Love can't be shaded by bigger defenders, like Rose can in theory and in past practice.
While he's been marooned with a lifeless franchise, Love is a proven commodity as a scorer, an All-Star and gold medalist. He averaged 26 points and 12.5 rebounds last season. He shot 37.5 percent on 3-pointers and averaged 4.4 assists. His advanced stats are bananas. He is everything you want offensively in one package.
Love and Noah would comprise the best passing big man combo in the league, and when Pau Gasol comes in for either player, that notion wouldn't change.
In this proposed deal, the Bulls would only lose Gibson's defense, which is something special to be sure. But if they could keep Jimmy Butler and Noah, and provided Tony Snell keeps progressing, they'd still have three tough defenders.

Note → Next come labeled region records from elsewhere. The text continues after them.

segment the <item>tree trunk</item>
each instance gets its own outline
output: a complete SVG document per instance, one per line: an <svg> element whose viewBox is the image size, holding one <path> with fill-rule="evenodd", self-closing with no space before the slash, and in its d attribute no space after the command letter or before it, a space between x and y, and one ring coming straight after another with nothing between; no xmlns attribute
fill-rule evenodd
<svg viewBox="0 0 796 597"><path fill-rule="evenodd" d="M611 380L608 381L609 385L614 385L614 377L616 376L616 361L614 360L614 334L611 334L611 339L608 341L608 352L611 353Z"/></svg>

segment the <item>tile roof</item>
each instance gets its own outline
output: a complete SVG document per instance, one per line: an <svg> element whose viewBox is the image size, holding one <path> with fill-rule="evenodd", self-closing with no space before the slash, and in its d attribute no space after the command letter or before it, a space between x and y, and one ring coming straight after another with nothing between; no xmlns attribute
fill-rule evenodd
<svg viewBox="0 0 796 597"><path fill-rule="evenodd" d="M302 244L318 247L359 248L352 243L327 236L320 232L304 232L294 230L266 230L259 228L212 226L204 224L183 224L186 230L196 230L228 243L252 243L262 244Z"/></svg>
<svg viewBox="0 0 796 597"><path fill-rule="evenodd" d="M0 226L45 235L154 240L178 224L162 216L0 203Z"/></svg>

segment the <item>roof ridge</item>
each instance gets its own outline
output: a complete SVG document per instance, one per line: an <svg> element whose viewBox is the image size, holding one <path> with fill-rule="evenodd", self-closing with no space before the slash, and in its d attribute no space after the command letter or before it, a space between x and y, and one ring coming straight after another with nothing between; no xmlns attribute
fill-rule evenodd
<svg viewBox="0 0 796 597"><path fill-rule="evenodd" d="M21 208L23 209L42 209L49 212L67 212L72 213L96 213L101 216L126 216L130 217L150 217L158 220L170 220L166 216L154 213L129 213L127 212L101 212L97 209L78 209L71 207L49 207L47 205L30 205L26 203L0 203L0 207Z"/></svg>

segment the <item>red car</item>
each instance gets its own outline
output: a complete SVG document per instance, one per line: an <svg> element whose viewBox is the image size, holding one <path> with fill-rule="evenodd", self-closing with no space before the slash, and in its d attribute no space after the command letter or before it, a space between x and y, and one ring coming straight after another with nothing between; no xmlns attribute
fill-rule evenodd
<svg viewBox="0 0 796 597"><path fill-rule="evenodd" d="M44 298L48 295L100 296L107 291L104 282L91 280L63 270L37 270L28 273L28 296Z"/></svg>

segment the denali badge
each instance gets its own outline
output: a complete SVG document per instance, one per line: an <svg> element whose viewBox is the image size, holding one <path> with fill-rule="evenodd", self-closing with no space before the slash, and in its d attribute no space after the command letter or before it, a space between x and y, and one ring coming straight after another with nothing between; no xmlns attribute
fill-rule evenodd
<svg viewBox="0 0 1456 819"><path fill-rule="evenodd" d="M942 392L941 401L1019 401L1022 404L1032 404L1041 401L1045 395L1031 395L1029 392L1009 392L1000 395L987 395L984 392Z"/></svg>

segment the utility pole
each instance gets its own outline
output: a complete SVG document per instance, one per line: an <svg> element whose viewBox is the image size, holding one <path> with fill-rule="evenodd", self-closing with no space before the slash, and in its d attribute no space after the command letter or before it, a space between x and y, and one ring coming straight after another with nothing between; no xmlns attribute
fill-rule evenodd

It's important to remember that while coach Tom Thibodeau will sacrifice offense for defense at the end of games, his system doesn't require every player to be an elite one-on-one defender. It's designed to push activity to the paint. That's why Thibodeau preaches "five guys acting as one" on defense.
On Gasol joining Gibson and Noah in a power forward/center rotation, Thibodeau said last week, "The thing I love about all three is they have great length. Defensively you're going to always have two 7-footers on the floor. If you get by the initial one, there's always going to be a second one by the rim. It's going to be very difficult to get shots in the paint."

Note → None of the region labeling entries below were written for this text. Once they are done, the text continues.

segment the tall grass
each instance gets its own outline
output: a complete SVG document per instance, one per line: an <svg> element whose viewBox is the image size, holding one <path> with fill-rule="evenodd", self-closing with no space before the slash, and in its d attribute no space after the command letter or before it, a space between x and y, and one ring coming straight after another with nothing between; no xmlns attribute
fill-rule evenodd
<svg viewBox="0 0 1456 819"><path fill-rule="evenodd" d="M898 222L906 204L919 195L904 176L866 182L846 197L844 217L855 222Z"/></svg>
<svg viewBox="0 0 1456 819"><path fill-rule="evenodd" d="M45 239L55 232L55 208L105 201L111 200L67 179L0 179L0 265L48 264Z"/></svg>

Taj Gibson would be a significant loss for the Bulls but worth it for Kevin Love.
The 6-10 Love is still tall, right? He is capable of playing defense.
To me, it's a no-brainer of a deal, because what is life without risk?

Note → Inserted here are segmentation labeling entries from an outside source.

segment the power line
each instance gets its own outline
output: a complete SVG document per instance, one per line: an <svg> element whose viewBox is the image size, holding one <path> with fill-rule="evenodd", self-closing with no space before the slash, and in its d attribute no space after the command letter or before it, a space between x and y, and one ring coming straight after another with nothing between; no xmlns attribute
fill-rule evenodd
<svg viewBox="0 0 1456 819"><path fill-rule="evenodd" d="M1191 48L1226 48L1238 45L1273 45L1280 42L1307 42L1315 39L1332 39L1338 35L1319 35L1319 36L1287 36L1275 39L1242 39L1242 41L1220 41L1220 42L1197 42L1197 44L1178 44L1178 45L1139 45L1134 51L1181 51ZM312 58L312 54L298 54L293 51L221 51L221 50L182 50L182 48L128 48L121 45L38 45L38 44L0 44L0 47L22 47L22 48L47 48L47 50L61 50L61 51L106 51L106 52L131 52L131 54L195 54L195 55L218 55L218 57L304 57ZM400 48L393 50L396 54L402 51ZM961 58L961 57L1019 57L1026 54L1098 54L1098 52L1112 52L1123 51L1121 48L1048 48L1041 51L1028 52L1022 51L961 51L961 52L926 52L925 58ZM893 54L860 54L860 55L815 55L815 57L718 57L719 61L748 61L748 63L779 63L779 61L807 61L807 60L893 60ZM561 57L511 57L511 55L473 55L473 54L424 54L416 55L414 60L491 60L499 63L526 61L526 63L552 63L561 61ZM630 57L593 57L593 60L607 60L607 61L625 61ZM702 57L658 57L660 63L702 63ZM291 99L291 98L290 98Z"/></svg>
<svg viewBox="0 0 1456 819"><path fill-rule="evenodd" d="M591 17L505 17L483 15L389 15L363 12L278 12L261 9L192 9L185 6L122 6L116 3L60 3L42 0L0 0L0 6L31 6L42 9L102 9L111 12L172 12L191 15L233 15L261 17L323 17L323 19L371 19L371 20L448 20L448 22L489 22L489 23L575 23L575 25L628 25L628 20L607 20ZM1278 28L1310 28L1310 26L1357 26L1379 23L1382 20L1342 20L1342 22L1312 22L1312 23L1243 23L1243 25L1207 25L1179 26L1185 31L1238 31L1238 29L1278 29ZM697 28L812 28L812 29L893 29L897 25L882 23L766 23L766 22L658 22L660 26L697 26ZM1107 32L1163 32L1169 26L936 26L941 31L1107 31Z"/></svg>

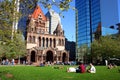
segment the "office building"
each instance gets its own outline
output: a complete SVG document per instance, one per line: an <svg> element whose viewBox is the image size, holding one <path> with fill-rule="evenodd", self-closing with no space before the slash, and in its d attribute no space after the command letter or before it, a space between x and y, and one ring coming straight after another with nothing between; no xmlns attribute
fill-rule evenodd
<svg viewBox="0 0 120 80"><path fill-rule="evenodd" d="M120 0L75 0L76 7L76 59L84 60L84 49L90 48L91 42L99 35L104 34L105 28L116 26L120 22ZM117 27L117 26L116 26ZM99 32L99 33L98 33ZM106 34L116 32L108 32ZM89 52L90 53L90 52ZM88 53L88 54L89 54Z"/></svg>

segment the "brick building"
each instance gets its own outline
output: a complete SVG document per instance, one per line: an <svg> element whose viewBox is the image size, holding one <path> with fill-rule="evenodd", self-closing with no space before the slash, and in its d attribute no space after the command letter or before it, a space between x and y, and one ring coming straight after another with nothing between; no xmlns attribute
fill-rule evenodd
<svg viewBox="0 0 120 80"><path fill-rule="evenodd" d="M49 19L37 6L27 21L27 61L67 62L69 52L65 50L65 36L61 24L58 23L53 34L49 34Z"/></svg>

I have no stake in this debate, but I'll admit I'm a fan of Gibson and part of me wants to see the Bulls win the East and a title with him in the lineup.
Corny as it sounds, he represents everything that is good about a professional athlete. He comes from the city game, Brooklyn, and he made himself into a near-star in the polished NBA. He did prep school and went to USC, hardly a basketball power, and was a low first-round pick at an advanced age who worked his way into an $8 million-plus per year contract. He is proof that you can improve in the NBA. He's been a strong defender since college, but his offensive game has blossomed beyond high-flying putback dunks. I enjoy talking to him and consider him the true "heart and soul" of a team that considers itself an underdog.
McDermott, a 6-8 reigning collegiate player of the year, could be a special scorer. Taken 11th in the draft, the Bulls surrendered picks to move up and get him. The Bulls scouted McDermott, who is more than a long-range bomber, so extensively at Creighton, they've probably seen him play more in person the past two years than Rose.
Mirotic is the mystery man. The 6-10 Montenegrin was a versatile scorer for Real Madrid with "a solid defensive base," according to Thibodeau. ESPN's Fran Fraschilla compared him to Hedo Turkoglu, while Bulls fans dream, in a narrow-minded sort of way, of Dirk Nowitzki.
That's the definition of depth: An athletic post player/one-on-one defender, a young scorer and a "spacing four" with potential. All signed at reasonable prices.
And there's Love, just one man who has promised he will explore free agency after next season.
Still, do it.
My entire argument will probably be rendered null when Cleveland trades Andrew Wiggins and friends for Love, and he and LeBron rule the East with a fun, Twitter-friendly style of basketball.
The Bulls will finish in second place for Love, another silver medal to hang next to the ones honoring their pursuits of Carmelo Anthony, LeBron, Chris Bosh and more.
Led by Thibodeau, they will soldier on with their deep, tall team, hoping they can defensively strangle their way to the title. I think they could do it with a little luck and most importantly, a healthy Rose.
But it would be fascinating to watch Rose, Love and Noah play together and for the Bulls to seize an opportunity to risk depth for talent. I will always root for a good story.